Chefe da diplomacia dos Estados Unidos visita o Afeganistão para discutir retirada de tropas

Chefe da diplomacia dos Estados Unidos visita o Afeganistão para discutir retirada de tropas

Antony Blinken chegou nesta quinta-feira para uma visita surpresa ao líder afegão Ashraf Ghani

AFP e Correio do Povo

Blinken afirmou "compromisso contínuo dos Estados Unidos com a República Islâmica"

publicidade

O secretário de Estado norte-americano, Antony Blinken, chegou nesta quinta-feira a Cabul, no Afeganistão, para uma visita surpresa, durante a qual apresentará o plano do governo Joe Biden de retirada de todas as tropas do país até 11 de setembro, quando os atentados de 2001 completam 20 anos. Ele deve se reunir com o presidente afegão, Ashraf Ghani, e com os comandantes americanos no país para debater o anúncio de Joe Biden de que chegou o momento de "acabar com a guerra mais longa dos Estados Unidos".

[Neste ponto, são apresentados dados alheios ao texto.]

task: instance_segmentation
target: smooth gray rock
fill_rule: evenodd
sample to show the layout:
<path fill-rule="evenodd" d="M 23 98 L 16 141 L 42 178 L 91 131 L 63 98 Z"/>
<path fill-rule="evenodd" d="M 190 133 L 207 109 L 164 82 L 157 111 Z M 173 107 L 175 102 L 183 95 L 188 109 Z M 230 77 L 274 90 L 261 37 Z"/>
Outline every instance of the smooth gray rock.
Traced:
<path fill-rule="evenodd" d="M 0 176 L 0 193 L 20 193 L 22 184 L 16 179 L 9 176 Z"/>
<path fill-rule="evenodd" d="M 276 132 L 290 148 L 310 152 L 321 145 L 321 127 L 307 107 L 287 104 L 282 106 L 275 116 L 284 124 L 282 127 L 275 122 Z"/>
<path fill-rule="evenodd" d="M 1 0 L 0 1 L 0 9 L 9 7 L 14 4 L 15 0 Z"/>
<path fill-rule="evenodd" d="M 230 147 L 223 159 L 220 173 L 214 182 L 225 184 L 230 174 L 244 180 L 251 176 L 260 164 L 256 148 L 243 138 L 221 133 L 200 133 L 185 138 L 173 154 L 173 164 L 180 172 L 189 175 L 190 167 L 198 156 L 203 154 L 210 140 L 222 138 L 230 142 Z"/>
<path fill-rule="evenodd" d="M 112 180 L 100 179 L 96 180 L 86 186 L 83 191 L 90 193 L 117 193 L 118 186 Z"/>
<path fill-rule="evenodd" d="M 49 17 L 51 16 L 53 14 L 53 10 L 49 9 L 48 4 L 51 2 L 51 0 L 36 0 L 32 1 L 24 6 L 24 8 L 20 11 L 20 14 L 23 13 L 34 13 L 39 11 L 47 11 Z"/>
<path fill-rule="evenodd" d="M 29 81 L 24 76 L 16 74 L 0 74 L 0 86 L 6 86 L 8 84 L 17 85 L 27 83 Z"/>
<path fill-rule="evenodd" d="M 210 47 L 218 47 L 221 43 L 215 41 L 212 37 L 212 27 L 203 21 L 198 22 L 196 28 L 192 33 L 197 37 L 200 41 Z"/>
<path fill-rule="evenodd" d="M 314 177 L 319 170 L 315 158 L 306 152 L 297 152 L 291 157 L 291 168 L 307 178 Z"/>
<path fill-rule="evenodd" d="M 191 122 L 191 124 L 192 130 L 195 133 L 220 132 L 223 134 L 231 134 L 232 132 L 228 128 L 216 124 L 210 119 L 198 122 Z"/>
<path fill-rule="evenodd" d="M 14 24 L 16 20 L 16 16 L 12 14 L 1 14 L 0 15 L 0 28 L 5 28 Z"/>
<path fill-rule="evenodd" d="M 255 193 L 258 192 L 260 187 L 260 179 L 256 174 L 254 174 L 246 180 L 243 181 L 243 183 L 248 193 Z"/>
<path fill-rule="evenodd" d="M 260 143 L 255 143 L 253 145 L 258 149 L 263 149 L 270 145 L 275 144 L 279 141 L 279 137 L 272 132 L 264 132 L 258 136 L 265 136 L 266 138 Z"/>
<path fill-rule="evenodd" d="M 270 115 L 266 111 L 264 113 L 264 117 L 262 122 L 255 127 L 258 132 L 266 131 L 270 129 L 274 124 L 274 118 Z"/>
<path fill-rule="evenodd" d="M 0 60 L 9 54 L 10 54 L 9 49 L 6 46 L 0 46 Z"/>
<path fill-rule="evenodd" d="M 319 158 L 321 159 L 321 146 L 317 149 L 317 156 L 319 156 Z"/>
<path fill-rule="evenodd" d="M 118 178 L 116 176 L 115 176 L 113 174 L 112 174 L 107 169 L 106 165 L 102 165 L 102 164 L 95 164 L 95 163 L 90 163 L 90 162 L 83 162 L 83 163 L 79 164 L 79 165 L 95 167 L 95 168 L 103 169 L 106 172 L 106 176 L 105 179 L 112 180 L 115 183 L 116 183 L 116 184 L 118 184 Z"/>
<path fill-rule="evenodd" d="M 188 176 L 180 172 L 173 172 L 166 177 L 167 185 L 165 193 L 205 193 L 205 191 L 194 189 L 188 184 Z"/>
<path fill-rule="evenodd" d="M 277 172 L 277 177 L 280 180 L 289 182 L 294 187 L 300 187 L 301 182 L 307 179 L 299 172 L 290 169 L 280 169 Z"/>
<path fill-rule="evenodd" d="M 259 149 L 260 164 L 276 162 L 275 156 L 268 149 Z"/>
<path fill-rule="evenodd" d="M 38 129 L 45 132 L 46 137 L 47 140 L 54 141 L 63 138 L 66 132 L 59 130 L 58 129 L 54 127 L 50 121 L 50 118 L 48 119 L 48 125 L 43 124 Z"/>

De acordo a NPR, Blinken disse a Ghani que sua visita tinha como objetivo "demonstrar com minha visita o compromisso contínuo dos Estados Unidos com a República Islâmica e com o povo do Afeganistão". “A parceria está mudando, mas a parceria é duradoura”, falou, ao que Ghani respondeu: "Respeitamos a decisão e estamos ajustando nossas prioridades."

Na quarta-feira, Biden anunciou que os 2,5 mil soldados restantes dos EUA voltariam para casa em 11 de setembro, no vigésimo aniversário dos ataques terroristas que desencadearam uma invasão do Afeganistão. O presidente disse que uma presença militar contínua não era mais sustentável, pois a guerra já custou a vida a mais de 2,30 mil soldados e mais de 100 mil afegãos foram mortos ou feridos no conflito.

A saída americana acontecerá vários meses depois da data limite de 1º de maio estabelecida pelo acordo do ex-presidente Donald Trump com os talibãs em fevereiro de 2020. Muitos analistas acreditam que o movimento pode levar o país a uma nova guerra civil ou permitir o retorno ao poder dos talibãs, que foram derrubados no fim 2001. Ele ocorre ao lado da saída dos soldados da Otan. A missão 'Resolute Support' (Apoio Resoluto) da Aliança Atlântica tem 9.600 soldados de 36 países.